Bangladesh captain Shakib Al Hasan won the toss against Ireland and elected to bat, after conceding 370 against India after setting them in. His decision seemed to be vindicated at the start of Bangladesh's innings, with Tamim Iqbal unleashing a flurry of boundaries immediately, to take Bangladesh to 49/0 after 5 overs. Ireland needed a moment of inspiration and they got it from wicketkeeper Niall O'Brien who did a brilliant stumping to send Imrul Kayes on his way. Ireland quickly built on it, with a direct hit from Ed Joyce catching Junaid Siddiqui short, before both Tamim and Shakib were also dismissed softly.
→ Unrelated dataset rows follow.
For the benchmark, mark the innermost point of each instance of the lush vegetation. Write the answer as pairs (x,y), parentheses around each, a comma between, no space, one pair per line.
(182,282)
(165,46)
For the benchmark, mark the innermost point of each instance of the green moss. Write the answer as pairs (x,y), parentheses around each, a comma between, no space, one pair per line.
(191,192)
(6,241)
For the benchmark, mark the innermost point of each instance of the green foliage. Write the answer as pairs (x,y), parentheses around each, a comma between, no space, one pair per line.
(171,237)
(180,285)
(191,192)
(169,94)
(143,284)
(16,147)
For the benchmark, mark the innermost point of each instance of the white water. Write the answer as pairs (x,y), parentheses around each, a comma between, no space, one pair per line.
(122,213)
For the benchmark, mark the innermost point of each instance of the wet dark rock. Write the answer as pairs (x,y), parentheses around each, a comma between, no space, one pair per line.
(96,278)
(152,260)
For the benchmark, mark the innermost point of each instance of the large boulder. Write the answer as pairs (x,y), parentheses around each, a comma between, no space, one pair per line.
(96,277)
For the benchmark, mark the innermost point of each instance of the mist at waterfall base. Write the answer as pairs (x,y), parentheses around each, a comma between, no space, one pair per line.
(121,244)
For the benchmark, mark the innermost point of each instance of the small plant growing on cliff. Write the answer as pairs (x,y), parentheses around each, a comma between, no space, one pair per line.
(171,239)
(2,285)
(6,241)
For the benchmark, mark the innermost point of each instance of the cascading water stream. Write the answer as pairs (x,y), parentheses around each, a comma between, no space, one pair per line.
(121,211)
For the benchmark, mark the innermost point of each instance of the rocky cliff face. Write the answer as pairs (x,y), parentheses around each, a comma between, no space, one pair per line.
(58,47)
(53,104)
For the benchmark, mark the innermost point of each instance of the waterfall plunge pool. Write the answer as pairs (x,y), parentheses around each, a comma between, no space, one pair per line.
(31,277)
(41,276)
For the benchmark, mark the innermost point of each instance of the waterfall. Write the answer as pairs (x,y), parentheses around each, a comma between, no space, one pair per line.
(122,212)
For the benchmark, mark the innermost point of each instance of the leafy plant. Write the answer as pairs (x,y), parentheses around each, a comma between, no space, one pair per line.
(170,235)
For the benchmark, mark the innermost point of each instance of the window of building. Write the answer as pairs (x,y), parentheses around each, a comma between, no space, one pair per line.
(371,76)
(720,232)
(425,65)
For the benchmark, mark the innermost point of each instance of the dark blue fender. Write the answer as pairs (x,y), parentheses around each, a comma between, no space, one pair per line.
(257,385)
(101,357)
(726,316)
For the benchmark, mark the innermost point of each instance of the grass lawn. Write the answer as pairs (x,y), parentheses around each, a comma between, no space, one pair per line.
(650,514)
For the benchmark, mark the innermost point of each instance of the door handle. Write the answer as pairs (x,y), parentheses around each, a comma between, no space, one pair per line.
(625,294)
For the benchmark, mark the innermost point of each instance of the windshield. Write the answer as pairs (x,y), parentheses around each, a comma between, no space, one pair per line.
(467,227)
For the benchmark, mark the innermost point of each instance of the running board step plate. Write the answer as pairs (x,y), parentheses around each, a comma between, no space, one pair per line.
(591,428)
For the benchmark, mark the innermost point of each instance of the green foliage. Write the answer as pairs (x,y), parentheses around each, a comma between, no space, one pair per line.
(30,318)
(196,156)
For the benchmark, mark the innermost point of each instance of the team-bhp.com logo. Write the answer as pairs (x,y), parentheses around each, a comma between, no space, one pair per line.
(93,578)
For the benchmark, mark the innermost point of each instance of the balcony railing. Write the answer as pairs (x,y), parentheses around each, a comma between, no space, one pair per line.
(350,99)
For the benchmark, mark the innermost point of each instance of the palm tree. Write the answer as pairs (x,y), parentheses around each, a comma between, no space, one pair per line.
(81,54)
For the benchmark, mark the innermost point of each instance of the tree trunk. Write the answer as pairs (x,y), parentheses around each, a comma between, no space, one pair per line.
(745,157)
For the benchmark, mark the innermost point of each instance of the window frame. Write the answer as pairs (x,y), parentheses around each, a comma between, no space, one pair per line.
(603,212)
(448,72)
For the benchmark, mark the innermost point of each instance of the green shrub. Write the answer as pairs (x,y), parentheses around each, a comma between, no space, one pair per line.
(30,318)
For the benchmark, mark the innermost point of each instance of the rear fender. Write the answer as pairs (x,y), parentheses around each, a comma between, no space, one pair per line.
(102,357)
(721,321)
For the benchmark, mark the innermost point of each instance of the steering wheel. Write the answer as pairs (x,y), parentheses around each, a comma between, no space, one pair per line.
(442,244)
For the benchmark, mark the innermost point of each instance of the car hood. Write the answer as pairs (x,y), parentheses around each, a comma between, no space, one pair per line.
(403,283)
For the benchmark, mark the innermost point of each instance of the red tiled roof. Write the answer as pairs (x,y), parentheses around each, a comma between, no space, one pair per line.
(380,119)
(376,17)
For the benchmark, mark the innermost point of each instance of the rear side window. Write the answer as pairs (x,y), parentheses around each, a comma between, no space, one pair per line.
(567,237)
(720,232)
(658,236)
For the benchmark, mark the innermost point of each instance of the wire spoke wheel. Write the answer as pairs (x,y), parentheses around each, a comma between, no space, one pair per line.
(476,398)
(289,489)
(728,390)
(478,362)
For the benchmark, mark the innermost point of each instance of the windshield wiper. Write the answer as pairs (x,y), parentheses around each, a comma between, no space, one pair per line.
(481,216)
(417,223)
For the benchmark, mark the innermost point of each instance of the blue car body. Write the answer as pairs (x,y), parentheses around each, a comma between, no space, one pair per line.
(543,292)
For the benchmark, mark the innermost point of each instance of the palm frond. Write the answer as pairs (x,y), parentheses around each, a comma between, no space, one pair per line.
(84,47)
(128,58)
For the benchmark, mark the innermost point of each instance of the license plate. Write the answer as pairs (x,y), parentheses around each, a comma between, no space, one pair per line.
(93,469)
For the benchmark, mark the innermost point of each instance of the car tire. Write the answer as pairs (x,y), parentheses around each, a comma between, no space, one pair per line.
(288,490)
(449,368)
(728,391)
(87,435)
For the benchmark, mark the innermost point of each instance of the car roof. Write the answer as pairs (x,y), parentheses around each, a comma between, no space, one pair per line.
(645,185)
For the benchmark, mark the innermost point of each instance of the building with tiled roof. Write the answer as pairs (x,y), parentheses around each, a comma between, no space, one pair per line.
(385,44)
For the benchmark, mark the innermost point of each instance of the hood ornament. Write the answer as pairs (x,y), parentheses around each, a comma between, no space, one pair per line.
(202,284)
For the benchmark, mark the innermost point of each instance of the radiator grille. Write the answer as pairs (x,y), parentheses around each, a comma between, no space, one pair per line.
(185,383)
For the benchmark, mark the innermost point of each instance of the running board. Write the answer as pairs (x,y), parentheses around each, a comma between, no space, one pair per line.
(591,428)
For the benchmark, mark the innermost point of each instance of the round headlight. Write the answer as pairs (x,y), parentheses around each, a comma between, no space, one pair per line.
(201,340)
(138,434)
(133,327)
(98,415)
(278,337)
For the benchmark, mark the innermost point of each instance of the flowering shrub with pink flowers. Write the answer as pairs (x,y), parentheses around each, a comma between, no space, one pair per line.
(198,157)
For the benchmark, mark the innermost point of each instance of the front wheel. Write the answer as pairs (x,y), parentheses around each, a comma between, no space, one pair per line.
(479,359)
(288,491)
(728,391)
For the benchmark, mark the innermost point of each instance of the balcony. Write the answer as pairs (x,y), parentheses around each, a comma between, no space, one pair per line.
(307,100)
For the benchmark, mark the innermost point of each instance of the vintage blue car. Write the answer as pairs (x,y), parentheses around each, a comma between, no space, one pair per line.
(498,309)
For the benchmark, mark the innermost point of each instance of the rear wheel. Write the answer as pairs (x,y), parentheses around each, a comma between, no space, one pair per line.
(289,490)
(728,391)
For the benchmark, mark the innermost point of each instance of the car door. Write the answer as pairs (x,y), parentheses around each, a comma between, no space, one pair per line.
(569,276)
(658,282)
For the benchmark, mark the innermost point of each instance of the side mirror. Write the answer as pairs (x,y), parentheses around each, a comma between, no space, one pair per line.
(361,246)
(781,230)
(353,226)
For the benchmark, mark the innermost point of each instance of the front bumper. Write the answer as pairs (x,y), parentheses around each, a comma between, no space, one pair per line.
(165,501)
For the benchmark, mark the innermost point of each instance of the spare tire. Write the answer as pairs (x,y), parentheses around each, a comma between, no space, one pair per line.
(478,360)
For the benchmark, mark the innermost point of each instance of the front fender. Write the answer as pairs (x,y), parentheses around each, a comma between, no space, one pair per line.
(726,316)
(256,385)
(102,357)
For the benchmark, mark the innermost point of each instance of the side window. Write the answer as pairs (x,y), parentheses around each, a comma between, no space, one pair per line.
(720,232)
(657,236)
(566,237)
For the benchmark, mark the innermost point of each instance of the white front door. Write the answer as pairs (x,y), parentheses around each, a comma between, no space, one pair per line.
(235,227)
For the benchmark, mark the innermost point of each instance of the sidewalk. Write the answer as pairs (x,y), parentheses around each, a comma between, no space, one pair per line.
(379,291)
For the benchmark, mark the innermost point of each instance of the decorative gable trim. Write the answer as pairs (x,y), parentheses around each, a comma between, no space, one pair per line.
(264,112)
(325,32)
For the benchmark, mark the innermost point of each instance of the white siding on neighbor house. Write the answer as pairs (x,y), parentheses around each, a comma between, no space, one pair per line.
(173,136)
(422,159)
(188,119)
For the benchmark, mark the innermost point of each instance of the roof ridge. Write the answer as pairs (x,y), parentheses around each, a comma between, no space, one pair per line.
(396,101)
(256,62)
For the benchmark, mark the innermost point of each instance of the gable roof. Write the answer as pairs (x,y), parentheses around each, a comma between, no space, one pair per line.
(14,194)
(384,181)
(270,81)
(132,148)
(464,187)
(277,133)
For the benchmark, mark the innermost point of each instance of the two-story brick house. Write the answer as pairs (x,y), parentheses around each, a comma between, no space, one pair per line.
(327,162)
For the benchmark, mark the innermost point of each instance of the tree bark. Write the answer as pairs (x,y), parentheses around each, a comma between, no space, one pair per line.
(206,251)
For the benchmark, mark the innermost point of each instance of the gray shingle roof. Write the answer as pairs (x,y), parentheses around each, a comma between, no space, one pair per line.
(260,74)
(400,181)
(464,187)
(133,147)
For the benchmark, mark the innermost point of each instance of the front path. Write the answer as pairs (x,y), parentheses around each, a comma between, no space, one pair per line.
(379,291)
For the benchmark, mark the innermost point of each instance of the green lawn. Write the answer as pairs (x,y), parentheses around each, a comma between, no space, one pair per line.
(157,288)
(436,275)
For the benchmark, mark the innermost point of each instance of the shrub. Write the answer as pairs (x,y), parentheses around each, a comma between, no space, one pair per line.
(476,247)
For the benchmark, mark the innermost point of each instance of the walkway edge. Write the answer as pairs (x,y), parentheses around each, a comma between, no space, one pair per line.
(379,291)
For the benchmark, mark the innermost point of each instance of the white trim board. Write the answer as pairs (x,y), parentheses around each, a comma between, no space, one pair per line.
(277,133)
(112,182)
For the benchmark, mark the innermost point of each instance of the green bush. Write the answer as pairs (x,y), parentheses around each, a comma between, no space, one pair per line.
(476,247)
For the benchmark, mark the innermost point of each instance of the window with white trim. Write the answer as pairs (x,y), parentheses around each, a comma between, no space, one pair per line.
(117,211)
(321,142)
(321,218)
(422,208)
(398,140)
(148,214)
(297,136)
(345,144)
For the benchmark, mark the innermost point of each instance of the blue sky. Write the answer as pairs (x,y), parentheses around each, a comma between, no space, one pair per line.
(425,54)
Mushfiqur Rahim and Raqibul Hasan staged a recovery then, and at 147/4 in the 34th over, Bangladesh looked well set for a score above 250 until Mushfiqur top-edged a sweep of George Dockrell. This triggered another collapse, and only a late cameo from Naeem Islam took Bangladesh to 205.

Ireland started off solidly in their reply, but then the Bangladesh spinners led by Shakib and Mohammad Ashraful took wickets at regular intervals. The match was evenly poised with Ireland 93/4 after 25 overs. Niall O'Brien was the key to the chase but with the score at 110, he was dismissed after a brilliant catch by Tamim Iqbal. Kevin O'Brien continued to fight, taking Ireland above 150 and giving them another sniff at victory till he holed out to deep square-leg off Shafiul Islam. A pumped-up Shafiul then ran through the tail, and Ireland were all out for 178, falling 27 runs short.

Shafiul Islam recorded the best figures for a Bangladeshi bowler in World Cup matches, with 4/21.

England batted first with Jonathan Trott top-scoring, with 92 from 92 balls. During his innings, Trott reached 1,000 runs in ODI cricket, from just 21 innings, equalling the record set by Vivian Richards and team-mate Kevin Pietersen. England batsmen Kevin Pietersen and Ian Bell also hit half-centuries, with Trott and Bell sharing a 177 run partnership. England finished on 327/8 from their 50 overs, having only scored 33 runs from their last 5 overs. 
In reply, Ireland lost their captain, William Porterfield in the very first ball, and were struggling at 111/5 after 25 overs. Kevin O'Brien came in with the score at 106/4, and made 100 in just 50 balls, the fastest century in World Cup history. Ireland scored 62 runs in their batting powerplay, and by the time that Kevin O'Brien was run out for 113 from 63 balls, Ireland required only 11 from 11 balls. Ireland won the match by 3 wickets, with five balls to spare; it was the largest successful run chase in Cricket World Cup history.

2015 World Cup

Ireland qualified for the 2015 Cricket World Cup, and were promoted to the ICC ODI Championship, leaving the World Cricket League, but not the ICC Intercontinental Cup. In their first match of the World Cup, Ireland defeated the West Indies by 4 wickets, chasing down 304 runs with 25 balls to spare. In their second match they beat the United Arab Emirates by two wicket with four balls to spare; the target was 279.   Out of only five successful World Cup chases of 300 runs or more, Ireland have provided three of them.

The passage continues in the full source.